Her years at the University of Utah College of Nursing – and work with Hmong refugees in Salt Lake City -- set her on a path that has guided three decades as a nurse and a teacher.
“It would not have been happening in my life if I had not attended the University of Utah,” says Thompson, recipient of the college’s 2015 Distinguished Alumni Award. “I would have been a completely different person.”
Thompson arrived in Utah in 1978, soon after receiving her nursing degree from the University of Iowa. One of the college’s first Ph.D. students, she studied political science, sociology, anthropology and philosophy.
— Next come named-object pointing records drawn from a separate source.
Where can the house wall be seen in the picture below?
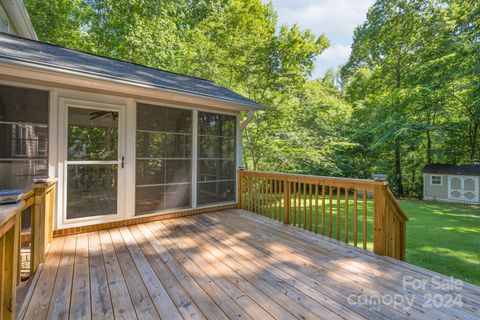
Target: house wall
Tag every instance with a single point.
(56, 163)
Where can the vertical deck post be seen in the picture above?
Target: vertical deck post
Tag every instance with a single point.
(379, 235)
(239, 188)
(38, 228)
(286, 201)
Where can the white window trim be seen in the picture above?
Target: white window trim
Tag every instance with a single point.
(436, 184)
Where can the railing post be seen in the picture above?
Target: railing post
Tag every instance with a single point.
(286, 201)
(239, 188)
(379, 236)
(37, 228)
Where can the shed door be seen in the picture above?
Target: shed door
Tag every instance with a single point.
(463, 188)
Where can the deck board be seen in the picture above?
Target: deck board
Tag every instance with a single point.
(229, 265)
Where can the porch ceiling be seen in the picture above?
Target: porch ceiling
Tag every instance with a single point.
(230, 264)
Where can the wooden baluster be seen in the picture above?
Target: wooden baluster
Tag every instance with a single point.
(355, 218)
(286, 201)
(310, 217)
(257, 199)
(294, 203)
(270, 197)
(267, 204)
(316, 207)
(323, 209)
(364, 219)
(274, 199)
(277, 193)
(264, 194)
(330, 209)
(339, 192)
(239, 189)
(346, 215)
(299, 219)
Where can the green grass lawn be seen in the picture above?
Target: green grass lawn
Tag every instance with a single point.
(441, 237)
(444, 238)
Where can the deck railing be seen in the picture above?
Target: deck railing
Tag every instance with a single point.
(39, 204)
(355, 211)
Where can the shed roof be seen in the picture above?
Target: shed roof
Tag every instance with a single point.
(470, 169)
(18, 49)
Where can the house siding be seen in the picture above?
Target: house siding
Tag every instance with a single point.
(435, 191)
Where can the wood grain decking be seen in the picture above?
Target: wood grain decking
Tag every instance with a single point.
(233, 264)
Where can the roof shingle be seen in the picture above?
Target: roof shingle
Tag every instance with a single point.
(26, 50)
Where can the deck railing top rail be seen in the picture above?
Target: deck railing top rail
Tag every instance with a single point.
(37, 203)
(356, 210)
(292, 177)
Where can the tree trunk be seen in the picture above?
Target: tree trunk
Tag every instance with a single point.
(473, 137)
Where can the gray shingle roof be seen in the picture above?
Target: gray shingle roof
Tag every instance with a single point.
(26, 50)
(469, 169)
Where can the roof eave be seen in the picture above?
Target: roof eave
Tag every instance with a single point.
(62, 70)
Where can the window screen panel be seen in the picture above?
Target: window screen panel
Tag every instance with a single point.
(164, 152)
(216, 158)
(23, 136)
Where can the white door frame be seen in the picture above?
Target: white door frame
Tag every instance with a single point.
(462, 188)
(64, 103)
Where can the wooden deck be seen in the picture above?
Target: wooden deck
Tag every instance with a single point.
(232, 264)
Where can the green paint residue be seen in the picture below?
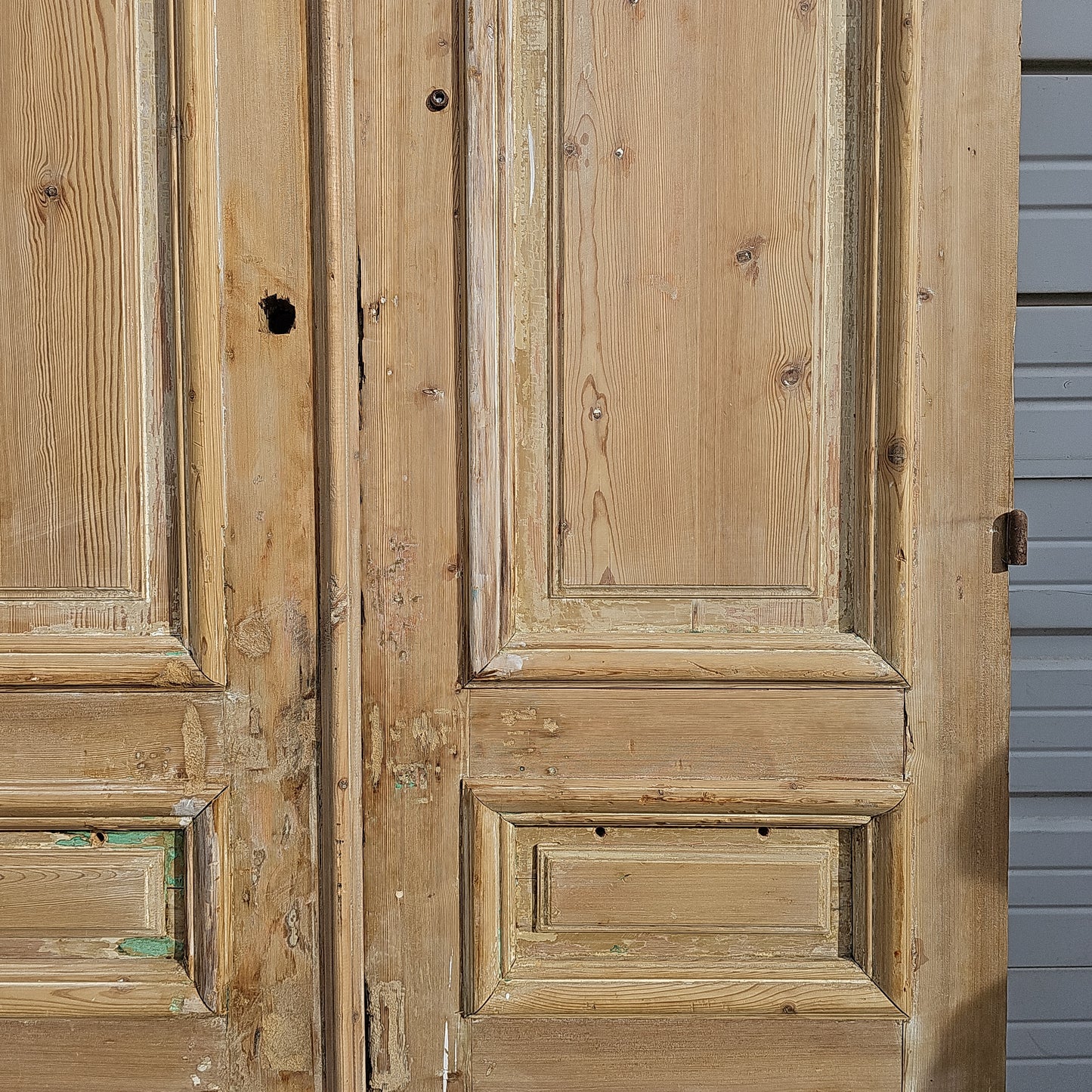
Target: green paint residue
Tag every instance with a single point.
(153, 947)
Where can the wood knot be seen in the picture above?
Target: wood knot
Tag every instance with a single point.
(897, 453)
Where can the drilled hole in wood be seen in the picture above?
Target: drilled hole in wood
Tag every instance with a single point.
(280, 314)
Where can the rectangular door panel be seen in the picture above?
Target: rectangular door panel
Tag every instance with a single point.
(113, 487)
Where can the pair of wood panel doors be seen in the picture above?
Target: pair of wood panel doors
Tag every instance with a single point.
(503, 544)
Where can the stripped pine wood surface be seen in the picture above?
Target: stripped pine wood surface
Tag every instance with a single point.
(689, 376)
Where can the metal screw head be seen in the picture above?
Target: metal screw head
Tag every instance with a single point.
(437, 101)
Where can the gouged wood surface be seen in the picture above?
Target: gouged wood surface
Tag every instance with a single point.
(411, 472)
(688, 370)
(265, 183)
(340, 604)
(959, 706)
(521, 732)
(700, 1056)
(113, 1056)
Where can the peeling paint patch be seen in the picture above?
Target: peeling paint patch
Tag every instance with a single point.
(151, 947)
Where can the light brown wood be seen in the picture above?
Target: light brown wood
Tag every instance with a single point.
(701, 1055)
(113, 562)
(684, 889)
(957, 709)
(53, 892)
(412, 547)
(159, 615)
(690, 431)
(630, 732)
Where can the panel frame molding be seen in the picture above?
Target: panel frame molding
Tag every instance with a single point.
(521, 625)
(871, 984)
(39, 988)
(169, 630)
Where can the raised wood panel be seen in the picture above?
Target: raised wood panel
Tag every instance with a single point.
(107, 912)
(747, 900)
(686, 444)
(684, 889)
(110, 488)
(706, 1055)
(647, 733)
(691, 389)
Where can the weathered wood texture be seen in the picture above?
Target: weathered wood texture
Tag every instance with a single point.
(688, 377)
(112, 490)
(411, 403)
(159, 537)
(701, 1056)
(270, 556)
(957, 707)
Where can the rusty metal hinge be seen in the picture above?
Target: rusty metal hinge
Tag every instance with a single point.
(1016, 537)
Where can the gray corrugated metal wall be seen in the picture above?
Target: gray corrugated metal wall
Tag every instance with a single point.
(1050, 815)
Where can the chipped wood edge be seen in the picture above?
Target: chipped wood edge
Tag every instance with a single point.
(957, 708)
(88, 660)
(35, 805)
(206, 927)
(665, 664)
(340, 605)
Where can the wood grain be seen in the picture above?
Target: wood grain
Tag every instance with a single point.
(70, 380)
(273, 1023)
(689, 377)
(411, 556)
(957, 709)
(701, 1056)
(628, 732)
(57, 892)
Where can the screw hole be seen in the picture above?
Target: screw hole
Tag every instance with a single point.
(280, 314)
(437, 101)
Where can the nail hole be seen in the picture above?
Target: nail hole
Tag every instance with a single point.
(280, 314)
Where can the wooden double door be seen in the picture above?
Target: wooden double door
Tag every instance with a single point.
(503, 568)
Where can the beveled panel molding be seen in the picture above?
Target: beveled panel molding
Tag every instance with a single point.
(753, 899)
(113, 571)
(118, 898)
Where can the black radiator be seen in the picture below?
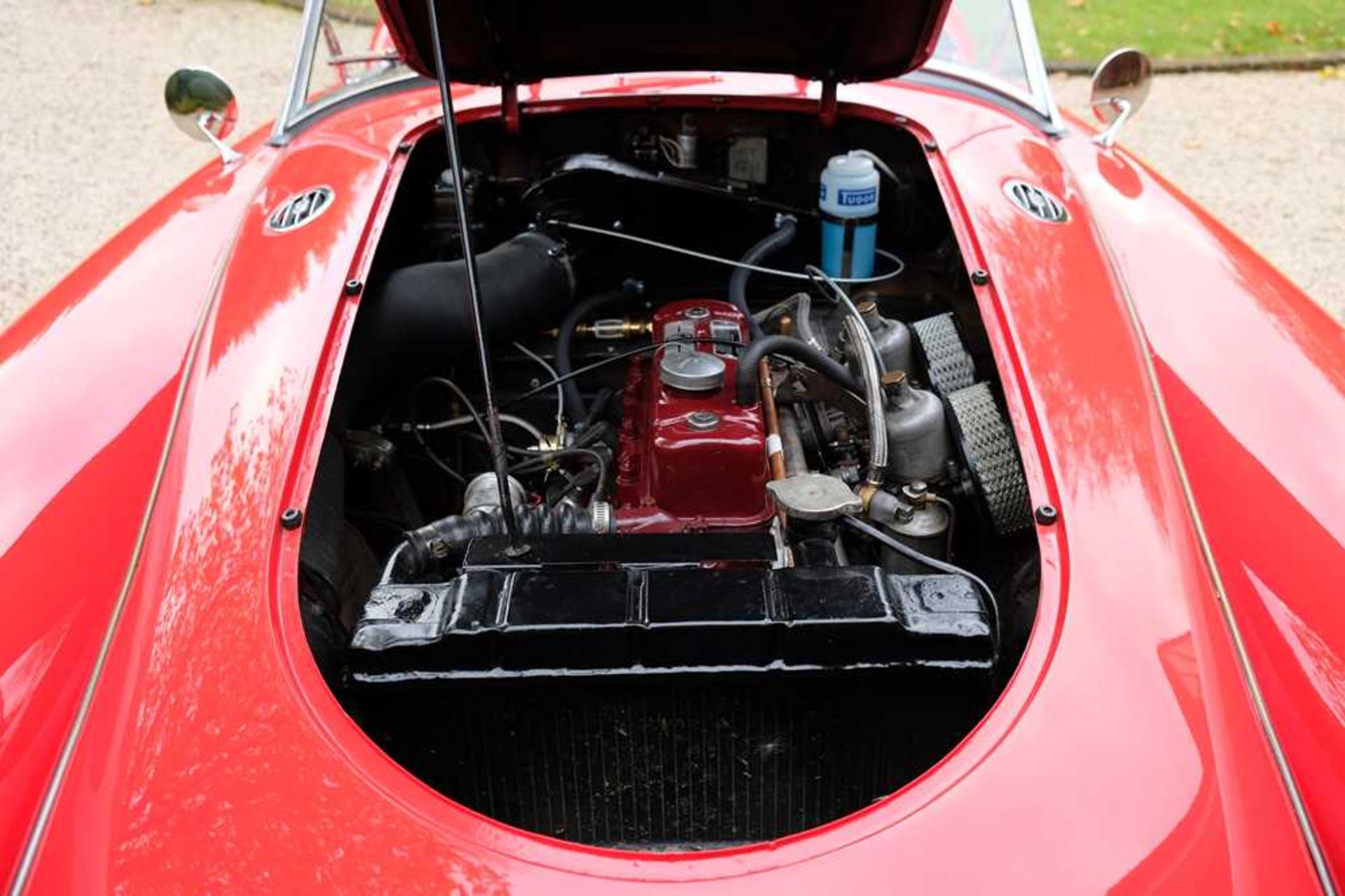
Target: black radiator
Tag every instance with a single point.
(669, 693)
At the same time, she was quickly drawn into then-transcultural nursing department chairman Peter Morley’s work with a growing population of Southeast Asian refugees.
As a doctoral student, she conducted ethnographic interviews with displaced Hmong families, probing their initial trauma, flight and ultimate resettlement in the Salt Lake Valley to determine the impact on their health and medical care.
In 1981, Thompson successfully applied for a grant to fund Utah’s first mutual assistance association to help the Hmong find housing, education and jobs.
“It was the transformation of my conscience about globalization and what was happening around the world, including the recognition that in a post-colonial world, places that were carved up by European colonizing powers began to shift in independence struggles and war, displacing large populations,” she says.
“Those experiences were the subject of my learning in the humanities and social sciences at the University of Utah,” Thompson adds. “There was a lot of discussion and thinking going on about de-colonization and the effects of decolonization on peoples around the world. It was mind-expanding.”
Her years at the U., and a specialization in transcultural nursing, continued when she took a teaching post at the University of Southern Maine. She continued to work with refugees of the Southeast Asian conflict -- this time Khmer refugees from Cambodia -- and helped establish a university-funded, nurse-managed clinic in a diverse, low-income Portland neighborhood.
In 2006, Thompson was named dean of the Faculty of Nursing at the University of New Brunswick, where she worked to boost indigenous or “first nation” student enrollment and retention and helped to establish another nurse-managed clinic for the underserved and homeless.
Along the way, Dr. Thompson has taught and researched critical social theory, health equity, feminist analysis and democratic professionalism in nursing.
“The relevance of that kind of education and that kind of engagement with populations really does speak to the connection between health equity and social justice in health,” she says.